Quel rapport entretient la culture méso-américaine au vivant de manière générale ? Comment sont considérées les nouvelles techniques de modification du vivant (transgenèse, mutagénèse etc.) ?

On peut affirmer que la culture mésoaméricaine est une civilisation du maïs. Une culture ne se réduit pas seulement au type de nourriture, de vêtement, d’outillage utilisé : elle se manifeste surtout dans les significations et les représentations que l’on donne à toutes les choses de la vie. Au Mexique, les Zapotèques, les Totonaques, les Nahuas ont des styles vestimentaires différents, des pratiques culturelles et des idiomes distincts. Cependant, la plante maïs a la même signification pour tous. On peut ainsi dire que le maïs constitue un socle culturel commun.

Dans la culture mésoaméricaine, il n’y a pas de distinction entre sacré et profane, tout est sacré : le maïs, la terre, la forêt, les pierres et surtout les relations entre tous les êtres vivants. Les communautés conçoivent la terre comme la matrice de la vie, comme une mère et non comme un territoire matériel à exploiter et à s’approprier. Cette cosmovision définit un type de relation avec la nature et le maïs est le résultat de cette harmonie entre l’homme et la nature. On voit que l’agriculture ne peut y avoir la signification d’expansion territoriale, de domination et de concentration comme c’est le cas dans les pays industriels.

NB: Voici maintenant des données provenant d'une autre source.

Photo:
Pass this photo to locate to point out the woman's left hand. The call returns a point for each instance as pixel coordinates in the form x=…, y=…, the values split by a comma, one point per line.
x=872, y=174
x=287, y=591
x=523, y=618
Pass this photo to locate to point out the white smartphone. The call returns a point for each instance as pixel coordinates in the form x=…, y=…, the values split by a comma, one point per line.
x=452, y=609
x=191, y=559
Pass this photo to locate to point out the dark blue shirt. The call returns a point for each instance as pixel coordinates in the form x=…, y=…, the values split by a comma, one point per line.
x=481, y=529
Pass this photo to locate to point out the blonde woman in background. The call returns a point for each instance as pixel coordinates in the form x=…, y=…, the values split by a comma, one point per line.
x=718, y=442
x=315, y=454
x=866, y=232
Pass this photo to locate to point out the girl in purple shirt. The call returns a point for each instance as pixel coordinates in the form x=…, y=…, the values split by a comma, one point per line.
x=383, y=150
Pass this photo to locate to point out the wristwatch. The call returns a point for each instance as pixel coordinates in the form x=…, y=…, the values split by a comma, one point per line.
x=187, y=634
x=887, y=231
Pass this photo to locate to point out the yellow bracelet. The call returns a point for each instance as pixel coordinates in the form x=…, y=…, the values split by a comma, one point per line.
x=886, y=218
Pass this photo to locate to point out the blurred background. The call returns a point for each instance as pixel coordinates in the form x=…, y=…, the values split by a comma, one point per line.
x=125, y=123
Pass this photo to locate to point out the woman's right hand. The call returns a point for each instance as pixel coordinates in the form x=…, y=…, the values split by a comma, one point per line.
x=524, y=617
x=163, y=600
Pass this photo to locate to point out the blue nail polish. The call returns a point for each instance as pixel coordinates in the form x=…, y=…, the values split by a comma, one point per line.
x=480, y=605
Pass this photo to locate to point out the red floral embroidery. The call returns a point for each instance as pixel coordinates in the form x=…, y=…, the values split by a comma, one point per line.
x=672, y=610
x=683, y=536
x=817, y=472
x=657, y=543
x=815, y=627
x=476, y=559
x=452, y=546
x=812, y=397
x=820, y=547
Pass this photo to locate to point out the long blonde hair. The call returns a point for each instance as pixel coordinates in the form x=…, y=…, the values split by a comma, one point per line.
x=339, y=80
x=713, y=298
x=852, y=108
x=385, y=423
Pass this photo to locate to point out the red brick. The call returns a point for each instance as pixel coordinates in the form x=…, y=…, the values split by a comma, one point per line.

Pour entrer plus précisément dans cette cosmovision complexe, prenons l’exemple du mot ix’im, « le maïs » en maya . Étymologiquement, -ix est un préfixe qui signifie « la femme » et -im « la meule de pierre  » ou « la main du metate » (il s’agit d’un ustensile de pierre pour moudre les grains de maïs cuits : cette farine sera utilisée pour faire la pâte de différents types de galettes comme les tortillas, les tacos…). Les Mayas péninsulaires et les Mayas du Chiapas et du Guatemala définissent aussi ix’im dans les termes suivants : « sein de femme », « savoir allaiter la Terre Mère », « ne pas mordre, ne pas abîmer la terre ». Ces expressions font référence à des usages et à des représentations qui montrent bien le rapport au monde particulier qu’entretiennent les peuples mésoaméricains : il ne faut pas morde la galette avec les incisives mais la rompre avec les mains, de la même façon qu’un nourrisson doit apprendre à ne pas mordre le sein de sa mère, de la même façon que les hommes ne doivent pas ruiner la Terre Mère.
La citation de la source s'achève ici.